Colostomy vs. Ileostomy - Comparing Lifestyle Adjustments

I have read many posts from people with colostomies, and you guys have the best one out of the two. I have an ileostomy, and it is active a few minutes after I eat and pretty much anytime I'm active. Actually, when I empty at night just before bed, I wake up with a full bag. I've read that some of you with colostomy bags do not have output for hours at a time. I wish the small intestines worked that way. Colostomy mates have it made. You do not have to empty 5, 6, 7 times a day. Geesh, I work part-time and I empty right before I walk out the door for my 4-hour shift. I do not eat anything the whole time, and by the time I get home, I am carrying a full bag of liquid. Where is this coming from? I'm so sick of it!

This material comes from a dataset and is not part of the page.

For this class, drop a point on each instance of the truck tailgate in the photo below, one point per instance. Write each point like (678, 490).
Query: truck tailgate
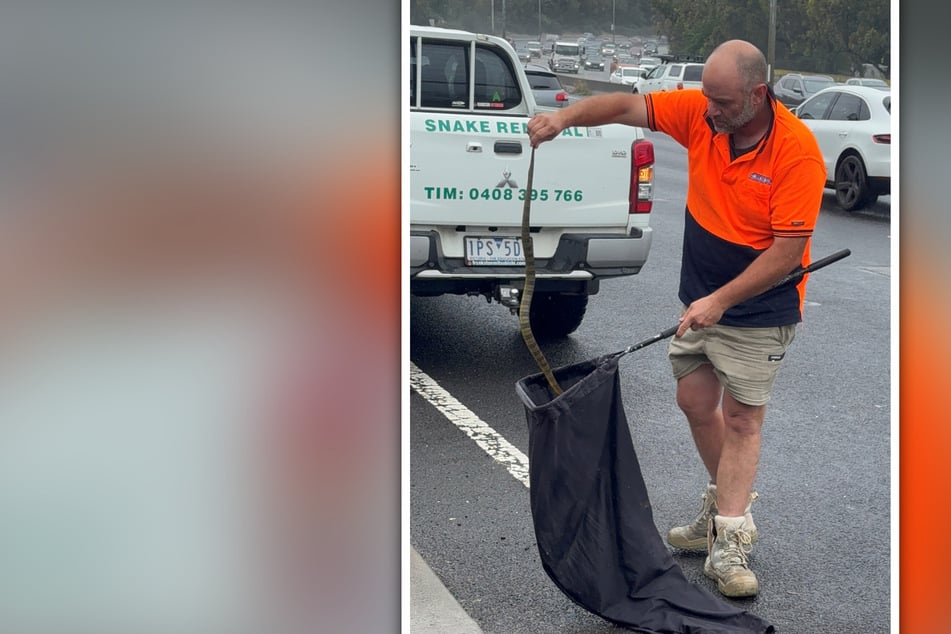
(468, 166)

One question, I'm 10 months out from surgery, does the stoma slow down after so many weeks post-op? Any suggestions? I'm thinking of marshmallows, but I'm thinking all that will do is make the output thicker. I want to know how to stop output altogether for a few hours while I work.

Thanks, guys!

I think we all go through the same. Watch your soda pop, coffee, tea, etc. intake. These will make liquid. Drink water or G2 instead. Wait for 1 hour after eating to drink.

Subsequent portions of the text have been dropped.